The purpose of an MVP is to test a hypothesis that a digital product presents a compelling solution to a customer problem, or fills an unmet market need. So the first order of business is to define exactly what that problem or need is. A clear understanding of the question at hand is crucial if we are to find the right answers.

Having defined the problem, we then work with clients to prioritize what features to include in the MVP. This requires some restraint, as we don’t need to identify every last feature the product will ultimately contain, just the ones that will have the most impact in the testing portion. At this point, we also define the product architecture so the MVP can be built quickly and scaled later. Using the right “innovation stack,” we can focus time and resources on developing core features and use existing technology for supporting functions.

2) Build

With the product defined, we can start building. Precisely what gets built can take many forms, depending on the target platform(s) and the user experience we’re trying to deliver. It’s here that the importance of following an agile process comes in. Learning is inherent to the MVP process, and when working with new technologies, unforeseen opportunities, ideas and obstacles will likely present themselves. As a development team, we need to be able to pivot, leveraging new information to incorporate it into the product.
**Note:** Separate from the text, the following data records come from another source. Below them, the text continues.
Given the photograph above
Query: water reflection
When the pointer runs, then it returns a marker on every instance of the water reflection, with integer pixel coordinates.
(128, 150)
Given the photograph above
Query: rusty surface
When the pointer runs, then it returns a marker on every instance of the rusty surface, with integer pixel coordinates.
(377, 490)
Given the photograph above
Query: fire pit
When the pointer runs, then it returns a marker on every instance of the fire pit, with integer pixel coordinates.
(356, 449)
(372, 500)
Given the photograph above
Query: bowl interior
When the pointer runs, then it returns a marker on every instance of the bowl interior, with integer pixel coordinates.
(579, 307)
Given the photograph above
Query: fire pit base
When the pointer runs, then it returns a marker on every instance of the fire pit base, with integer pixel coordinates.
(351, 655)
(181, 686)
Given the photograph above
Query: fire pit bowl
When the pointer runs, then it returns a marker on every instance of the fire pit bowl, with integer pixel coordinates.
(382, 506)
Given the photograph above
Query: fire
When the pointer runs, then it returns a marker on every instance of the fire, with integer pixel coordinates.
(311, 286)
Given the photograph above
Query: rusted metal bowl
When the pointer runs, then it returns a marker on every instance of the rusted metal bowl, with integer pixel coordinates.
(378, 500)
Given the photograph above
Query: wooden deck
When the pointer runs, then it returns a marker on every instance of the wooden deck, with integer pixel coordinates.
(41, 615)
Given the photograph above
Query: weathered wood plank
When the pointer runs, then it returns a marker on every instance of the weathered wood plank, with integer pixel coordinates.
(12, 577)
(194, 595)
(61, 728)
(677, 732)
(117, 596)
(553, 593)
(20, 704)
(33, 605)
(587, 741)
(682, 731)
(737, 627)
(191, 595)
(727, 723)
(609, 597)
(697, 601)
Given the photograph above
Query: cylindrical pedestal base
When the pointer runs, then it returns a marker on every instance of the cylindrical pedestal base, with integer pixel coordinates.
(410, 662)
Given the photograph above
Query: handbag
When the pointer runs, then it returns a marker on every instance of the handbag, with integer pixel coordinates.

Knowledge of solution architecture is also important in the build phase. As mentioned above, we identify the right innovation stack upon which to build the product early in the MVP process. This makes it easier, faster and cheaper to build standard functionality, such as messaging, mapping and search. Thus, we can then focus on the aspects of the experience that need to be unique or special.

3) Launch

This is where the real fun begins. Get the product out the door and let users have at it! It might be a beta version, or launching to a specific market, or an awareness campaign to let people know the product is available. The important thing is to start watching — through analytics and other tools — to how users interact with the product, so you can…

4) Learn

Through the analytics and user behaviors you observe after the launch, we will obtain a great deal of information. The key to learning is to look deeply at the data. Not just surface-level data about if users are adopting the product, but how they are using it. We want to track individual events that show how people are moving through the product, and how that compares to expectations and assumptions.

It’s rare that anyone gets it right on the first try. That’s why the MVP, and our define, build, launch, learn approach to it, is designed to be an iterative process. Multiple iterations are crucial to finding the right formula for a product that users will embrace.

Reducing Risk

We get it. Building an MVP and putting in front of users to get their feedback feels like a risky proposition. Typically risk-averse, corporations may default to the familiar process of conducting extensive market research, followed by months of planning, design, and development, to create a product that ticks all the right boxes.

That process feels safer, but in fact it’s inherently far more risky. It commits a great deal of time and resources to developing a product that, in the end, may not resonate with customers. In the time it takes to develop that product, the market may shift and render the product obsolete, a competitor might be first to market, or technology may evolve to shorten the product’s life cycle.

By contrast, an MVP is a far safer bet. It offers a tool for learning what will make your product successful in a shorter period of time, at a much smaller investment. Success, of course, is never guaranteed.

But an MVP can be the right-sized approach to giving you a better chance of turning your moment of inspiration, your gut instinct, into a scalable, sustainable, profitable product.